As we’re in industrial IoT and the integration of IT and OT do think about both older and newer deployment staples. MachNation also states the protocol support by the platform should be modular, enable customization of asset communications and, on the mentioned security front, encryption, authentication and data protection functionality is key.
Robust capability for offline functionality
The second IoT edge platform capability, reminds us of the dimension of the de facto hybrid cloud and edge environment. One of the reasons which is sometimes cited to leverage edge computing is related with the uptime and downtime of cloud systems.
Offline capabilities in edge systems are needed in four functional areas according to MachNation:
- Data normalization to successfully clean noisy sensor data.
- Storage to support intermittent, unreliable or limited connectivity between the edge and the cloud.
- A flexible event processing engine at the edge making it possible to generate insight from machine data.
- Integration with systems including ERP (evolving to i-ERP), MES (manufacturing execution systems), inventory management and supply chain management to help ensure business continuity and access to real-time machine data.
Cloud-based orchestration capabilities
The cloud orchestration capability to support device lifecycle management is related with IoT device provisioning/onboarding, monitoring and updating whereby we’re in the IoT device management sphere but of course also in the industrial IoT security sphere with certificates, key and authentication.
API-based interactions need to allow a device to be preloaded with such certificates and keys and also with edge applications and an initial configuration MachNation emphasizes. Moreover, edge platforms should be capable to monitor the device using a stream of machine and operational data that can be selectively synced with cloud instances and should push updates over-the-air to edge applications, the platform itself, the gateway OS, device drivers and devices connected to a gateway.

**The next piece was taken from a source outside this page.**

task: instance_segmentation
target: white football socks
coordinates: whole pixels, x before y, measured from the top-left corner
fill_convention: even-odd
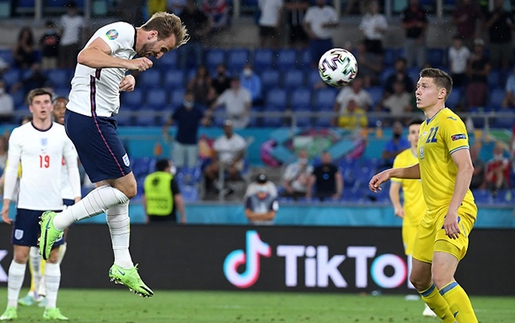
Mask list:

Hardware-agnostic and scalable architecture; comprehensive analytics/visualization tools
The hardware-agnostic dimension points, among others, to the previously mentioned needs of buyers to have their IoT platforms run a various IoT gateways and other devices which are used, depending on the IoT project and use case (there is more but we don’t want to become too technical) while in the scope of the comprehensive analytics and visualization tools capability MachNation says that enterprises must choose IoT platforms that offer out-of-the-box capabilities to aggregate data, run common statistical analyses and visualize data.
There is more in the paper, you can check out the sites of various IoT edge software providers such as the ones mentioned in the IoT Edge ScoreCard for 2018, it’s important to note that, on top of pure IoT platforms, it’s also key to check IoT-enabled platforms for your specific industry and use cases whereby the list of those with edge capabilities becomes quite a bit longer and in the end it is still a business decision that requires more than features.
Yet, of course performance and actual test results do have an impact on the business and the users once you have selected your ‘best IoT platform(s)’.